I came up against an issue where some DNS providers were not getting data from our authoritative DNS server. Using a site like dnschecker.org, I was seeing something like 30% of the nodes reporting SERVFAIL, and not just far removed international nodes. AT&T (USA) consistently reported failures. The other 70% (OpenDNS, Google, etc) returned the expected records.
Everything looked fine at the firewall... no blacklisted IPs or filtering. BIND was fine and was fielding queries. Nothing strange at the ISP level.
The cause ended up being that the name servers we set at the registrar were aliased names.
i.e.
nameserver at registrar = ns1.domain.net
ns1.domain.net IN CNAME ns1.domain.com
ns1.domain.com IN A 1.1.1.1
And switching them to A records resolved the issue (i.e. change ns1.domain.net to IN A 1.1.1.1).
My question is... is CNAME at that level against spec but most DNS servers didn't care, or is it just some weird bug with the "problem" servers?

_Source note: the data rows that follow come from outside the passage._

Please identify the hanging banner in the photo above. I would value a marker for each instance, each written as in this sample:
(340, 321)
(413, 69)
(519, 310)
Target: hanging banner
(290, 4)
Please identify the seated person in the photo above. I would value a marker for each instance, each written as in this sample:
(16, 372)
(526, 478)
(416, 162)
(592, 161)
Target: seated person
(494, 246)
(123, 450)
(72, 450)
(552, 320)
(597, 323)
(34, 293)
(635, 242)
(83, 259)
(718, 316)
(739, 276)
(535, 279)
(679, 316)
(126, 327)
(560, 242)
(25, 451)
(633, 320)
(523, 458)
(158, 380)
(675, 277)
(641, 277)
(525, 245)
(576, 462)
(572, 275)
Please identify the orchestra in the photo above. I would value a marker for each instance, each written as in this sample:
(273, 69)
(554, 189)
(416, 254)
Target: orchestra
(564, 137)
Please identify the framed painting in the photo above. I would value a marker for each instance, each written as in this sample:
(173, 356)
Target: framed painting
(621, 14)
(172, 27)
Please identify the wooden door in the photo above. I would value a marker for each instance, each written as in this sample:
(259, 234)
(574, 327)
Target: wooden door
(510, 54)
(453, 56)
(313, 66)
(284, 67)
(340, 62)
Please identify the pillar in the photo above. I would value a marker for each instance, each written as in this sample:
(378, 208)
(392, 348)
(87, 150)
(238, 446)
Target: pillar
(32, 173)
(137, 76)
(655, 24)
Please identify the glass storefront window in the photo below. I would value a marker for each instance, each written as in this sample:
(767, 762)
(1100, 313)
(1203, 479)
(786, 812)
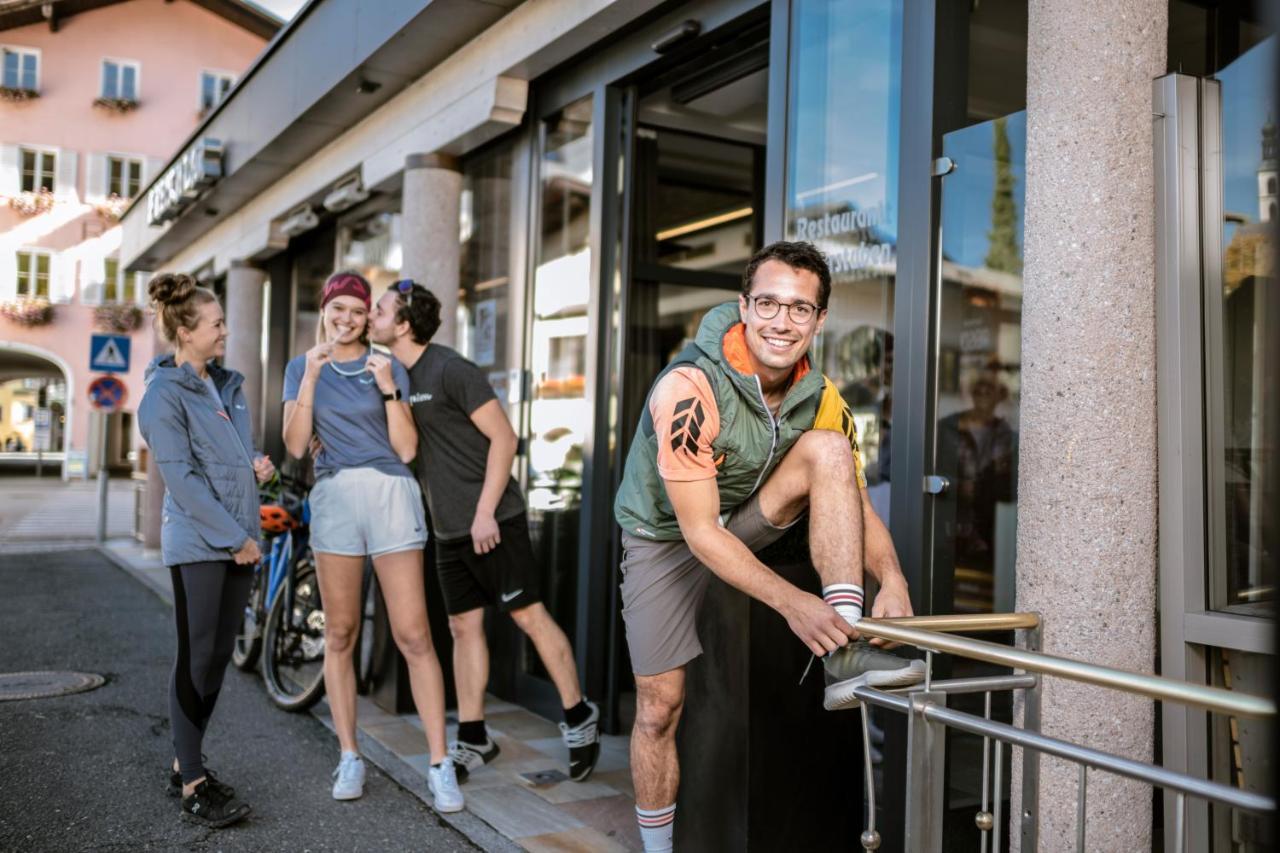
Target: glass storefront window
(487, 331)
(842, 197)
(1243, 342)
(1240, 751)
(560, 411)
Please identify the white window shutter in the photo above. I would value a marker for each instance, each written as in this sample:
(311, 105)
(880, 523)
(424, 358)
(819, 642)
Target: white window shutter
(62, 278)
(92, 272)
(95, 178)
(64, 183)
(10, 170)
(8, 276)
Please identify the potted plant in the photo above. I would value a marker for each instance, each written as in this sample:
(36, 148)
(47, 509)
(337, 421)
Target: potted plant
(32, 204)
(28, 313)
(112, 208)
(115, 104)
(118, 318)
(17, 94)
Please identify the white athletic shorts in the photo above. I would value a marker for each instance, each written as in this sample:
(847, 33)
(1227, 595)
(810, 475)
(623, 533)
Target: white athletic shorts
(362, 511)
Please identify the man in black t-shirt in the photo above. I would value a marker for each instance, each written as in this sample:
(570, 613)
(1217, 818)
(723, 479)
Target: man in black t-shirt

I'm just trying to understand the underlying issue. I'll probably never see this again, and will avoid CNAMEs for this. And yeah, I know I could have just pointed the registrar to ns1.domain.com, and that's probably the more efficient way to do it. But this was a legacy domain and it was easier to edit the DNS record than modify the registrar (and wait for whatever that propagation time is).